Sternsinger sammelten 5.341,81 EUR11.01.2019
Borna (11.01.2019). Ein Familien-Gottesdienst schloss offiziell die Sternsingeraktion 2019 am Sonntag, dem 6. Januar, in der katholischen Kirche St. Joseph in Borna ab. Seit dem 30. Dezember brachten etwa 30 katholische sowie evangelische Kinder und Jugendliche, als die Heiligen Drei Könige sowie deren Sternträger verkleidet, den Segen Gottes für das neue Jahr zu den Menschen in die umliegenden Städte und Gemeinden. Das Leitwort hieß "Segen bringen, Segen sein. Wir gehören zusammen – in Peru und weltweit!". Die Kleingruppen wurden von 16 Erwachsenen aus den beteiligten christlichen Gemeinden begleitet. Sie sangen Lieder, lasen Texte und schrieben nach altem Brauch den Segenswunsch "20*C+M+B+19" ("Christus Mansionem Benedicat" – "Christus segne dieses Haus") an die Türen der Häuser, Wohnungen, Ämter sowie Geschäfte. Dabei sammelten die Sternsinger insgesamt 5.341,81 EUR für notleidende Kinder in aller Welt.

Seit einigen Jahren wird die Aktion Dreikönigssingen in Borna und Umgebung ökumenisch getragen. Pfarrer Dietrich Oettler sowie Andreas Schulz und Cäcilia Reiprich, die Sternsinger-Verantwortlichen der Bornaer Pfarrei, bedankten sich bei allen Kindern, Jugendlichen und Begleitern für ihren fleißigen Einsatz. In diesem Jahr unterstützten die Sternsinger peruanische Projekte.
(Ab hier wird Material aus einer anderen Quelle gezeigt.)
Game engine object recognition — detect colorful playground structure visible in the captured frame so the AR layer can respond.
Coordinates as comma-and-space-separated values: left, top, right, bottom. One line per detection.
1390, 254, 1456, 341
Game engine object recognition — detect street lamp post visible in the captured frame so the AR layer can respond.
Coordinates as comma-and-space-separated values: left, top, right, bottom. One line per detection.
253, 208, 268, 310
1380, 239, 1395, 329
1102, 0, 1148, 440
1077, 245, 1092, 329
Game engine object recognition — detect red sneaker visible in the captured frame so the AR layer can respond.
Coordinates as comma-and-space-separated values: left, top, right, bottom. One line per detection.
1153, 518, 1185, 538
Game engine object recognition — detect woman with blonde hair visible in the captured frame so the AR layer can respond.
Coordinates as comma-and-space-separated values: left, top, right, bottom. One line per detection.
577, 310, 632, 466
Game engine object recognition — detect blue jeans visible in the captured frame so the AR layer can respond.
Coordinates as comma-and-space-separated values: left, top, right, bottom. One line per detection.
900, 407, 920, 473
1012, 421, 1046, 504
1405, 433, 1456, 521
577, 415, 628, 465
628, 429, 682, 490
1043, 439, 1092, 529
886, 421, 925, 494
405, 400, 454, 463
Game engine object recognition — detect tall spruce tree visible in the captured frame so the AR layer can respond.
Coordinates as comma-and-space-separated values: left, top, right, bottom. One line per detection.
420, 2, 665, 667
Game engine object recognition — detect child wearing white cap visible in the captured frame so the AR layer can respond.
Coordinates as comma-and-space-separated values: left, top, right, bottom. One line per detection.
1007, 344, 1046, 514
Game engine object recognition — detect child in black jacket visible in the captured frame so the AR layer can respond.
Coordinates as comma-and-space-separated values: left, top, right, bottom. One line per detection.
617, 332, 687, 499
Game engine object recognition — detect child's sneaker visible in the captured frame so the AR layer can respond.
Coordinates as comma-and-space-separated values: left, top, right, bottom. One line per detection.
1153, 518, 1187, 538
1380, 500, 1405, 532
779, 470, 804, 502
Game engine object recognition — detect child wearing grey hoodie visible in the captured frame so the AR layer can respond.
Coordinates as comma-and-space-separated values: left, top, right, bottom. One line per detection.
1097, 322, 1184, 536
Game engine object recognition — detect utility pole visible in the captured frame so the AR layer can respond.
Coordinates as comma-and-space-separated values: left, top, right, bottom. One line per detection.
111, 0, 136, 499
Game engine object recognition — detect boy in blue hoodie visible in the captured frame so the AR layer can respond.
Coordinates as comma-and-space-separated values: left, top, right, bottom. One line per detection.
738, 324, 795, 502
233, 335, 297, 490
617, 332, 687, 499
Kinder mit Behinderung gehören zu den Menschen, die in vielen Gesellschaften am stärksten benachteiligt sind. Aufgrund der Armutssituation, besonders in Entwicklungs- und Schwellenländern, potenziert sich die Diskriminierung enorm. Vielfach werden diese Mädchen und Jungen kaum oder gar nicht medizinisch, sozial und psychologisch gefördert. Gemeinsames Ziel der Sternsinger und ihrer Projektpartner in über 100 Ländern ist es, Kinder mit Behinderung zu stärken und zu begleiten. In den letzten drei Jahren konnten sie weltweit 187 Projekte für Kinder mit Behinderung unterstützen. Dadurch war es möglich, rund 45.000 Mädchen und Jungen durch Bildungsangebote, Therapien, medizinisch-technische Hilfsmittel und sozial-psychologischer Begleitung zu helfen.